Soudan du Sud : l’ONU alerte sur un pays à la croisée des chemins
Devant le Conseil de sécurité, la cheffe de la Mission des Nations Unies au Soudan du Sud (MINUSS), Anita Kiki Gbeho, a appelé les dirigeants sud-soudanais à mettre fin aux hostilités et à engager un dialogue politique inclusif. Selon elle, le pays, bien que confronté à des défis majeurs, a une réelle opportunité de changer de cap.
Une transition sous tension
Le climat politique est actuellement dominé par les préparatifs des élections prévues en décembre 2026. Cependant, des inquiétudes persistent quant à la capacité de réunir dans les délais les conditions nécessaires pour des élections « crédibles, pacifiques et inclusives ». La confiance entre les acteurs politiques reste fragile, exacerbée par l’absence de figures majeures de l’opposition dans les processus décisionnels et les difficultés liées à la mise en œuvre de l’accord de paix revitalisé. De plus, le procès du premier vice-président, Riek Machar, se prolonge depuis près d’un an, avec plus de cent jours d’audience, alors qu’il est toujours en détention.
Les combats se poursuivent
La situation sécuritaire continue de se détériorer.
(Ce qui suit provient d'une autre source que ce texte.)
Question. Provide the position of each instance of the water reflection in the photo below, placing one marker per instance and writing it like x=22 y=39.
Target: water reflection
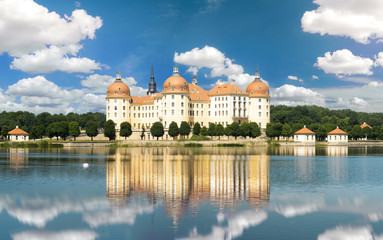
x=188 y=180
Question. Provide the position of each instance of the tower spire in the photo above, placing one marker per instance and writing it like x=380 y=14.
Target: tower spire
x=152 y=84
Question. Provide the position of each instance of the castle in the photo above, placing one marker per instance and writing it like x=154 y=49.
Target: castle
x=182 y=101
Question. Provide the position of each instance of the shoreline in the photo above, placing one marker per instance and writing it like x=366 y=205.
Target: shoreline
x=172 y=143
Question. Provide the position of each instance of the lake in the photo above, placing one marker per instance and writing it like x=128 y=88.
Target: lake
x=333 y=192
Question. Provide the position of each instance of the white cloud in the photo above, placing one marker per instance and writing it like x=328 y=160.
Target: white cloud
x=344 y=62
x=236 y=224
x=215 y=60
x=49 y=235
x=347 y=233
x=99 y=83
x=360 y=20
x=291 y=95
x=379 y=60
x=295 y=78
x=55 y=59
x=41 y=41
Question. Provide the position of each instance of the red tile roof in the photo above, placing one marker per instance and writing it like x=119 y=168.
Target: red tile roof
x=304 y=131
x=337 y=131
x=17 y=131
x=365 y=125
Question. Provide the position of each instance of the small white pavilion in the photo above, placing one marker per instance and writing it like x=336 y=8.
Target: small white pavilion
x=304 y=135
x=337 y=136
x=18 y=135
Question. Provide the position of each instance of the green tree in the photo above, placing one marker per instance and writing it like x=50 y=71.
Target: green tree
x=245 y=130
x=211 y=130
x=37 y=132
x=110 y=130
x=125 y=129
x=157 y=130
x=91 y=129
x=185 y=129
x=174 y=131
x=287 y=131
x=204 y=131
x=235 y=130
x=74 y=130
x=255 y=130
x=219 y=131
x=197 y=128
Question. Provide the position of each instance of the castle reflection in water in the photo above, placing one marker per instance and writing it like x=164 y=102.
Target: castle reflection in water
x=183 y=179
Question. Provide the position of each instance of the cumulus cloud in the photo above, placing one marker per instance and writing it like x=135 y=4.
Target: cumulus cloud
x=295 y=78
x=379 y=60
x=38 y=94
x=95 y=212
x=236 y=224
x=49 y=235
x=348 y=233
x=41 y=41
x=291 y=95
x=217 y=62
x=55 y=59
x=360 y=20
x=344 y=62
x=99 y=83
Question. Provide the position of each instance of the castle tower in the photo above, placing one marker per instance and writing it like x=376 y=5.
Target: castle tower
x=152 y=84
x=118 y=101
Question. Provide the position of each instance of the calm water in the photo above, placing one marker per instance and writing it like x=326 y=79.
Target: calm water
x=179 y=193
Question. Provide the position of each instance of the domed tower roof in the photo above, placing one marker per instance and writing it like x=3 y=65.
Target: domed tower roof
x=175 y=83
x=258 y=89
x=118 y=89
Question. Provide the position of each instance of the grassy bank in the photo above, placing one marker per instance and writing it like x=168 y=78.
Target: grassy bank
x=30 y=144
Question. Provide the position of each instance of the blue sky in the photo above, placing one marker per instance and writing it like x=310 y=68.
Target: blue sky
x=59 y=56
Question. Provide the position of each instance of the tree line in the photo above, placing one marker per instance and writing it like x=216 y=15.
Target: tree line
x=286 y=120
x=49 y=125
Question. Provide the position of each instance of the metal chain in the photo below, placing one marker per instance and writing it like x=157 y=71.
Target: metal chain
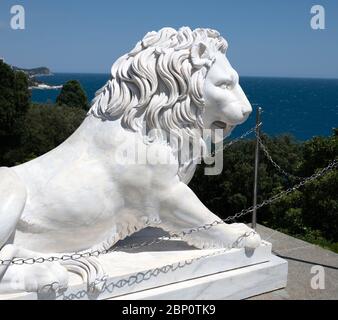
x=142 y=276
x=95 y=253
x=244 y=135
x=269 y=157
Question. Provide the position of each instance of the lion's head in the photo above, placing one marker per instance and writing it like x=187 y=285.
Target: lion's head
x=174 y=81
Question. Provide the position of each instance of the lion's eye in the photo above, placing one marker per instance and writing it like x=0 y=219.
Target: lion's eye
x=225 y=86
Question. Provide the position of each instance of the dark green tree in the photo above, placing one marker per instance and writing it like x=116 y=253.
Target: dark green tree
x=46 y=126
x=14 y=103
x=73 y=95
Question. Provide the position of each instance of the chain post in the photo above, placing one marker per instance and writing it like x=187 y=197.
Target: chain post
x=254 y=212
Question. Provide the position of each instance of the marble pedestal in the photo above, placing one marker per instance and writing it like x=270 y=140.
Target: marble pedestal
x=173 y=270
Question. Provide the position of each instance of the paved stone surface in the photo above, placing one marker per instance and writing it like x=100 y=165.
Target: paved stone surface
x=301 y=256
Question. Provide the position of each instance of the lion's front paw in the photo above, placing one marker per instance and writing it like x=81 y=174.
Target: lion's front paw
x=48 y=277
x=235 y=235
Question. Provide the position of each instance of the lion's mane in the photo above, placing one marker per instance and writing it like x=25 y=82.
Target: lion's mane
x=160 y=81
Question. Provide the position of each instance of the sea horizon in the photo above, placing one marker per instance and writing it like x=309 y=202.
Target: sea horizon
x=302 y=107
x=241 y=76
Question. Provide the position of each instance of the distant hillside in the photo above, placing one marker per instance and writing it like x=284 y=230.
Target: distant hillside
x=34 y=71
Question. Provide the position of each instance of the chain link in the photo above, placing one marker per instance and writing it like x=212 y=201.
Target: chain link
x=244 y=135
x=76 y=256
x=139 y=277
x=276 y=165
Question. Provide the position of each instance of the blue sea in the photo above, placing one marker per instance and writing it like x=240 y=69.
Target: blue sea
x=301 y=107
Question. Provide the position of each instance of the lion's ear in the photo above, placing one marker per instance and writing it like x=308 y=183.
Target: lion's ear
x=200 y=55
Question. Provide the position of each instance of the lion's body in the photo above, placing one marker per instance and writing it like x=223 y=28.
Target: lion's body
x=127 y=166
x=80 y=198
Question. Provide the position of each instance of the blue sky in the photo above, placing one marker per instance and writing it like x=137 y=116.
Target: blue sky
x=266 y=37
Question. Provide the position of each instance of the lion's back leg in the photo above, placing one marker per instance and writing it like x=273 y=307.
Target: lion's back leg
x=13 y=196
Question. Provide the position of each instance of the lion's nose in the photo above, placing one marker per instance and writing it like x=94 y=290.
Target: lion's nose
x=246 y=110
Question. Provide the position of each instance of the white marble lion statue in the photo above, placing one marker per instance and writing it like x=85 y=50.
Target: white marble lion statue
x=87 y=194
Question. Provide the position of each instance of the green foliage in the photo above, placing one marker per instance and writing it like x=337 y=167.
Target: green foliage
x=45 y=127
x=311 y=213
x=14 y=103
x=72 y=95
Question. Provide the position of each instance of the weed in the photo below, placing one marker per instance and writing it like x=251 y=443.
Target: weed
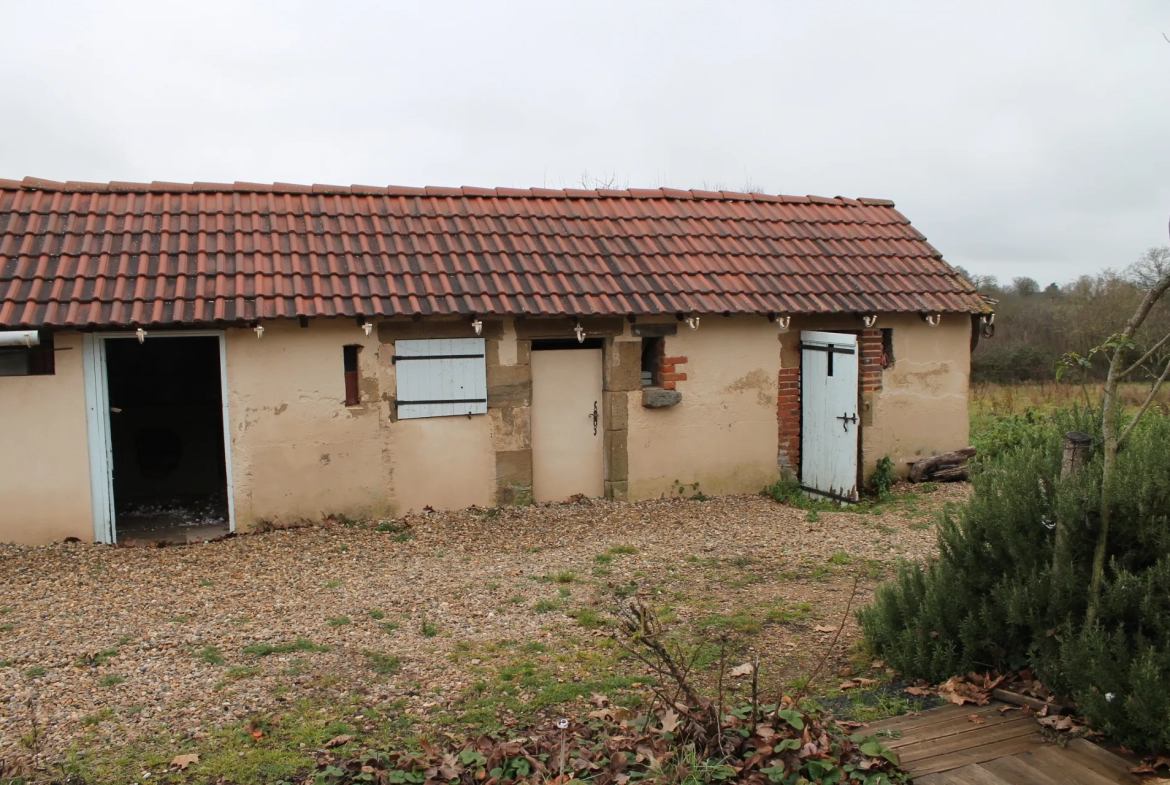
x=383 y=663
x=882 y=479
x=298 y=645
x=211 y=655
x=589 y=619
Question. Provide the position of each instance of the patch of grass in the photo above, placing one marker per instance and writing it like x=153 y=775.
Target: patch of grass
x=211 y=655
x=298 y=645
x=383 y=663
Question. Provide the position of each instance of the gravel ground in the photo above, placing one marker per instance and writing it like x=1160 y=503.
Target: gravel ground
x=108 y=645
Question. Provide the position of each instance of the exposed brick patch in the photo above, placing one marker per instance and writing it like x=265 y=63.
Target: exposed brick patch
x=872 y=364
x=787 y=412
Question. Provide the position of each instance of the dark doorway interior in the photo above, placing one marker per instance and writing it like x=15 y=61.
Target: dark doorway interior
x=166 y=432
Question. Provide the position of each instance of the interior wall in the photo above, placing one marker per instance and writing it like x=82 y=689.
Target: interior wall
x=45 y=453
x=723 y=433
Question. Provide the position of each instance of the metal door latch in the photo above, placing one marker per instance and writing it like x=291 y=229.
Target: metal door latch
x=846 y=419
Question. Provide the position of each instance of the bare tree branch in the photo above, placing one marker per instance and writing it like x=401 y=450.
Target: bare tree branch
x=1146 y=405
x=1144 y=357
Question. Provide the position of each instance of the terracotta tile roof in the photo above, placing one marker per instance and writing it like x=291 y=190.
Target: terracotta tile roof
x=84 y=254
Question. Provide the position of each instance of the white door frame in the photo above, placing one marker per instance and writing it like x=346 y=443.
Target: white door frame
x=97 y=420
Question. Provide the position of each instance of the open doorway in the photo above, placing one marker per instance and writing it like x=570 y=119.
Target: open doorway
x=167 y=462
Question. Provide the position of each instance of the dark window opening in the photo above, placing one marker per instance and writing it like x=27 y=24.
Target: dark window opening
x=653 y=351
x=887 y=348
x=28 y=360
x=352 y=393
x=565 y=344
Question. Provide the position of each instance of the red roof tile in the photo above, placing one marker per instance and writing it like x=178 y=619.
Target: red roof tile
x=82 y=254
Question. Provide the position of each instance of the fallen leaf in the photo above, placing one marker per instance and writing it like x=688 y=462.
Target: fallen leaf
x=669 y=721
x=184 y=761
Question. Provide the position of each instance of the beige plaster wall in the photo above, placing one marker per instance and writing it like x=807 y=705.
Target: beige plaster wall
x=922 y=407
x=45 y=453
x=723 y=433
x=297 y=450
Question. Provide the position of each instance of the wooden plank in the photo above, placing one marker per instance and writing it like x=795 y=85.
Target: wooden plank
x=967 y=737
x=1065 y=766
x=934 y=716
x=1102 y=762
x=971 y=775
x=959 y=724
x=972 y=755
x=1016 y=772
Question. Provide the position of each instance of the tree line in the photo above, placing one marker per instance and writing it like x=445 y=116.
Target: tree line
x=1039 y=328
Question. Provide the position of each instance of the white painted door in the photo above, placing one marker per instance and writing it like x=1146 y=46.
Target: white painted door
x=568 y=433
x=828 y=428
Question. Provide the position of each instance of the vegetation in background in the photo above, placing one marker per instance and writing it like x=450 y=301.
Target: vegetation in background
x=993 y=600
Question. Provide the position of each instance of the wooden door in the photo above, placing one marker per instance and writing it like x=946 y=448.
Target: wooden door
x=568 y=433
x=828 y=424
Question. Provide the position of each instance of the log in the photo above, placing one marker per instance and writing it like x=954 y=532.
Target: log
x=920 y=469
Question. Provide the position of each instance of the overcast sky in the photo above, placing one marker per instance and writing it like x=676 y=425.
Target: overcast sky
x=1021 y=137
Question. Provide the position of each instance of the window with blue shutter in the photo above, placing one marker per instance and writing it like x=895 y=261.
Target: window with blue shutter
x=441 y=377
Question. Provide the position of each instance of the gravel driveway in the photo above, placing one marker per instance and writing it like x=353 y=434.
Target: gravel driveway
x=109 y=645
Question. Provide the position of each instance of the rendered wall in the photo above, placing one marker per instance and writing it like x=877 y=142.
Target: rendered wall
x=45 y=453
x=919 y=406
x=722 y=434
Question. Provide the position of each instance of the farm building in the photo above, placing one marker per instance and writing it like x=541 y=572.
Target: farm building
x=191 y=359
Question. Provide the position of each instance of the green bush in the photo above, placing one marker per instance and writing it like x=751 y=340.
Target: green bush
x=992 y=599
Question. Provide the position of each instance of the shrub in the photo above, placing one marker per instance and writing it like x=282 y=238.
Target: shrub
x=992 y=599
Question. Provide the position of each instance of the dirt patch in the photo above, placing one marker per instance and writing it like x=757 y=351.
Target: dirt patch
x=110 y=646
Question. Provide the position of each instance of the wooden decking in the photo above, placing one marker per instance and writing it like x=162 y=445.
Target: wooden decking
x=947 y=746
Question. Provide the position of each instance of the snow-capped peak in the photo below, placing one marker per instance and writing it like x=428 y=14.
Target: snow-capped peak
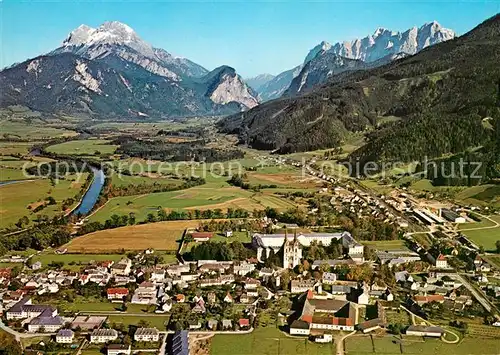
x=322 y=47
x=384 y=42
x=112 y=32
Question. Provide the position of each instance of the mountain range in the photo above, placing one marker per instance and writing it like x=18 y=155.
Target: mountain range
x=325 y=59
x=111 y=72
x=443 y=100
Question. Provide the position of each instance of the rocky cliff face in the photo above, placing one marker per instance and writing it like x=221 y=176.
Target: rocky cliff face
x=323 y=66
x=384 y=42
x=377 y=49
x=225 y=86
x=110 y=71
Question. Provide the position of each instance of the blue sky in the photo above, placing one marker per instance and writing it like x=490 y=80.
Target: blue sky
x=253 y=37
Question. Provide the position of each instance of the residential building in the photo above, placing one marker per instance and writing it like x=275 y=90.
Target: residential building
x=119 y=349
x=157 y=275
x=25 y=309
x=300 y=327
x=65 y=336
x=441 y=262
x=329 y=278
x=45 y=322
x=147 y=334
x=325 y=314
x=301 y=286
x=100 y=336
x=145 y=294
x=244 y=323
x=429 y=298
x=202 y=236
x=180 y=343
x=242 y=268
x=424 y=331
x=227 y=324
x=122 y=268
x=117 y=293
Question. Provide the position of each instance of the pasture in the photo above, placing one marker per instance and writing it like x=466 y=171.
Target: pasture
x=483 y=237
x=384 y=245
x=83 y=147
x=19 y=199
x=35 y=129
x=157 y=321
x=158 y=236
x=481 y=195
x=120 y=180
x=194 y=198
x=73 y=262
x=390 y=345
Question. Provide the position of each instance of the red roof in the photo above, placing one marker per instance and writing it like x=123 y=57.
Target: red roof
x=202 y=235
x=307 y=318
x=5 y=272
x=106 y=263
x=117 y=291
x=429 y=298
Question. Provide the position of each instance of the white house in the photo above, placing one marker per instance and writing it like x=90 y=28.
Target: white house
x=100 y=336
x=147 y=334
x=441 y=262
x=329 y=278
x=65 y=336
x=119 y=349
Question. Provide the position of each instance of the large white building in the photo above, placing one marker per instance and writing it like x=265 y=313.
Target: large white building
x=147 y=334
x=292 y=250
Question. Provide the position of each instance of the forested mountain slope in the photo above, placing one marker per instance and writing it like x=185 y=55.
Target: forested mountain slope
x=439 y=98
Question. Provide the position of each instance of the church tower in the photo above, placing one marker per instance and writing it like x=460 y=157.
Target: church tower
x=292 y=252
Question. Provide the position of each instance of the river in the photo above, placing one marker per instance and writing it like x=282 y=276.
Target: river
x=92 y=195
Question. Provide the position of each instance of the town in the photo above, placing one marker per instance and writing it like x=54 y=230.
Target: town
x=322 y=286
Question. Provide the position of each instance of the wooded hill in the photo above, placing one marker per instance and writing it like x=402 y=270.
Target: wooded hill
x=443 y=100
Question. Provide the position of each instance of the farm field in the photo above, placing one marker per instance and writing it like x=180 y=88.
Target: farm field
x=266 y=341
x=417 y=345
x=483 y=237
x=480 y=195
x=237 y=236
x=157 y=321
x=194 y=198
x=126 y=180
x=19 y=196
x=386 y=245
x=83 y=147
x=35 y=130
x=88 y=306
x=150 y=128
x=159 y=236
x=12 y=168
x=9 y=148
x=79 y=260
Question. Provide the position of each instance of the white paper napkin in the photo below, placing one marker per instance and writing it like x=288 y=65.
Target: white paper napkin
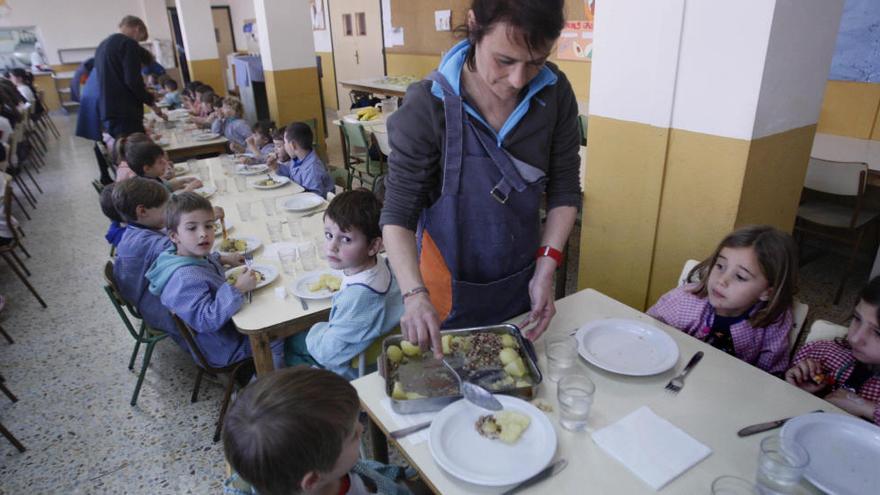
x=404 y=420
x=651 y=447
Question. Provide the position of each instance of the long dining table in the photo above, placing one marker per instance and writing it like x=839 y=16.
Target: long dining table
x=720 y=396
x=267 y=316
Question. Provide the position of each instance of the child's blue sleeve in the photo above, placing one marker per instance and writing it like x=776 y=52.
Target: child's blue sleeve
x=189 y=295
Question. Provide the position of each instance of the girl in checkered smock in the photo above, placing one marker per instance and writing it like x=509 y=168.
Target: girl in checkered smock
x=740 y=298
x=846 y=371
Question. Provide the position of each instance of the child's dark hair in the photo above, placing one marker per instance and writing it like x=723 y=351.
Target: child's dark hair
x=137 y=191
x=359 y=209
x=777 y=256
x=106 y=202
x=288 y=423
x=538 y=22
x=186 y=202
x=139 y=154
x=301 y=134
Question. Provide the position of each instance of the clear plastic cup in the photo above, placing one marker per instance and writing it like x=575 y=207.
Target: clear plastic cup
x=561 y=356
x=575 y=394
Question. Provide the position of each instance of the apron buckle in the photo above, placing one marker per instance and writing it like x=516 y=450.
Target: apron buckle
x=498 y=195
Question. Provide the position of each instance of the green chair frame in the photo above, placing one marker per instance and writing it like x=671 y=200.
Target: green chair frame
x=146 y=334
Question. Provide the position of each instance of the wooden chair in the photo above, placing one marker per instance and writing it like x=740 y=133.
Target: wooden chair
x=146 y=334
x=6 y=433
x=240 y=371
x=8 y=250
x=838 y=213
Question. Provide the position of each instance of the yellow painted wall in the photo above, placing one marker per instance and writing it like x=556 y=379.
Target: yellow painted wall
x=851 y=109
x=328 y=81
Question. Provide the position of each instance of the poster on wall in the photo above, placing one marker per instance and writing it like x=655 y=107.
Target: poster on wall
x=857 y=53
x=576 y=39
x=317 y=9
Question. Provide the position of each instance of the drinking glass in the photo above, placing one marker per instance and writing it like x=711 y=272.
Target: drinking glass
x=575 y=393
x=561 y=356
x=269 y=206
x=780 y=466
x=731 y=485
x=273 y=225
x=244 y=210
x=308 y=256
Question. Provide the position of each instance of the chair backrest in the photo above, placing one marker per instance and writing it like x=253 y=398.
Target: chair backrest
x=688 y=266
x=839 y=178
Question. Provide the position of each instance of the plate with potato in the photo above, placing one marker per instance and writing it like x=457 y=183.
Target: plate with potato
x=320 y=284
x=492 y=449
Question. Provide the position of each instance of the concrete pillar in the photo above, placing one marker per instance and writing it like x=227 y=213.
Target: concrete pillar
x=287 y=49
x=200 y=43
x=702 y=116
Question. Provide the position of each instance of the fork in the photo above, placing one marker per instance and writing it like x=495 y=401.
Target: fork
x=675 y=385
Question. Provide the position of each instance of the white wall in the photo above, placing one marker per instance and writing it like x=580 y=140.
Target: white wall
x=70 y=24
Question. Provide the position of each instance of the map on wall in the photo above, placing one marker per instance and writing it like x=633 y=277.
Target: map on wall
x=857 y=55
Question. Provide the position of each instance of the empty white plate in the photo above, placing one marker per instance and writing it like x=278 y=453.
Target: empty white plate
x=628 y=347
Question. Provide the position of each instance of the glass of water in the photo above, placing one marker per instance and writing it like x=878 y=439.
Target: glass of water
x=780 y=466
x=575 y=393
x=561 y=356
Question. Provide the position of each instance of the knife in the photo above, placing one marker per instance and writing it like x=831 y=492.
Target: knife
x=762 y=427
x=545 y=473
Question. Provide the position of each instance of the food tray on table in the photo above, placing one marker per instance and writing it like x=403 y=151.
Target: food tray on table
x=417 y=382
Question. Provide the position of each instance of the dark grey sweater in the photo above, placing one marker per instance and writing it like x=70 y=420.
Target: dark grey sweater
x=547 y=137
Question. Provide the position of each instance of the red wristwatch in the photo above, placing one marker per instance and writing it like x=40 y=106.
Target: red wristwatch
x=551 y=252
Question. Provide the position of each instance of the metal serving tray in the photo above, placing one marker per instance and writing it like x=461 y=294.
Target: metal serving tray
x=411 y=406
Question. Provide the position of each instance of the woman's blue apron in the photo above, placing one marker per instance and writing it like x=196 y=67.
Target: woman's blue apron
x=485 y=223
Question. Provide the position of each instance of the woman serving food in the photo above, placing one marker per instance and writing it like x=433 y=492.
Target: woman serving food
x=475 y=146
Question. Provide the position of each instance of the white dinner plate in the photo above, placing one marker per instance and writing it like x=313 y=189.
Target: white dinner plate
x=270 y=273
x=628 y=347
x=253 y=244
x=843 y=451
x=259 y=168
x=300 y=286
x=280 y=181
x=302 y=202
x=461 y=451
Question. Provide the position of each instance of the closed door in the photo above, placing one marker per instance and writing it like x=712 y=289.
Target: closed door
x=358 y=50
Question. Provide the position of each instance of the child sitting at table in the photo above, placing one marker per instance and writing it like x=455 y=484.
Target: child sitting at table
x=296 y=431
x=741 y=300
x=368 y=304
x=172 y=95
x=846 y=371
x=148 y=159
x=231 y=125
x=305 y=168
x=191 y=282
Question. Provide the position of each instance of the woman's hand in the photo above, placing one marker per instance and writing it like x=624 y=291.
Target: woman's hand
x=421 y=324
x=542 y=297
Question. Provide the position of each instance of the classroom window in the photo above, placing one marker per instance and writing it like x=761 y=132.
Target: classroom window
x=346 y=25
x=361 y=19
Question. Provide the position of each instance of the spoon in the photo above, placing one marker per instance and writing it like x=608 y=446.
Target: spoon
x=475 y=394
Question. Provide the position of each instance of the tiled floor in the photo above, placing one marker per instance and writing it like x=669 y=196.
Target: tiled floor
x=68 y=365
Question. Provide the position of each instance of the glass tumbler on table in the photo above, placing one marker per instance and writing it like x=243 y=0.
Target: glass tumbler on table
x=561 y=356
x=575 y=394
x=780 y=466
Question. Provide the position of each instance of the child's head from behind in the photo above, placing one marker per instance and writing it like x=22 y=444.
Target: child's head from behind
x=146 y=158
x=141 y=201
x=298 y=137
x=863 y=334
x=757 y=263
x=352 y=237
x=189 y=219
x=294 y=430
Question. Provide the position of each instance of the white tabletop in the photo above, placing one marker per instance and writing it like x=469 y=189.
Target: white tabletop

Des affrontements opposent les Forces de défense du peuple du Soudan du Sud (SSPDF) à l’Armée populaire de libération du Soudan dans l’opposition (SPLA-IO), notamment dans l’État de Jonglei et d’autres régions comme le Haut-Nil et l’Unité. Les violences intercommunautaires persistent également, causant des déplacements forcés et des pertes en vies humaines.
Des violations répétées du cessez-le-feu
La mise en œuvre de l’accord de paix est gravement compromise par l’impasse politique et sécuritaire. Le général à la retraite George Aggrey Owinow, président par intérim de la Commission conjointe de suivi et d’évaluation reconstituée (RJMEC), a noté que le cessez-le-feu permanent est régulièrement violé et que les réformes du secteur de la sécurité stagnent. Il a appelé à un désamorçage des tensions et à une visite de solidarité à Djouba pour encourager un dénouement pacifique de la transition.
Une crise humanitaire qui s’aggrave
Les conséquences humanitaires de cette insécurité sont alarmantes. Entre janvier et juin, plus de 420.000 personnes ont été déplacées, principalement dans l’État de Jonglei. Actuellement, 7,1 millions de personnes souffrent d’insécurité alimentaire, tandis que 1,4 million d’autres ont fui la guerre au Soudan voisin. Les épidémies, notamment de choléra, et le risque de propagation d’Ebola aggravent la situation, rendant l’accès humanitaire de plus en plus difficile.
Des progrès, mais des obstacles majeurs
Malgré ce contexte difficile, quelques avancées ont été réalisées. Le gouvernement a annoncé son engagement à ne pas reprendre les hostilités, une me jugée importante par la MINUSS. Cependant, Anita Kiki Gbeho a insisté sur le fait que ces progrès demeurent insuffisants tant que les engagements de l’accord de paix ne sont pas pleinement respectés.
Un appel à protéger les femmes
La présidente du South Sudan Women’s Empowerment Network, Lilian Riziq, a également appelé à une protection renforcée des femmes et des filles, qui subissent de plein fouet l’insécurité physique et l’exclusion politique. Elle a souligné l’augmentation significative des violences sexuelles liées au conflit, demandant une participation équitable des femmes dans les processus politiques.
En conclusion, Anita Kiki Gbeho a exhorté le Conseil de sécurité à mettre fin aux combats, protéger les civils, relancer un dialogue politique inclusif et évaluer les conditions nécessaires pour la tenue d’élections crédibles. Seule une action politique concertée pourrait transformer cette période de transition en une véritable opportunité de paix.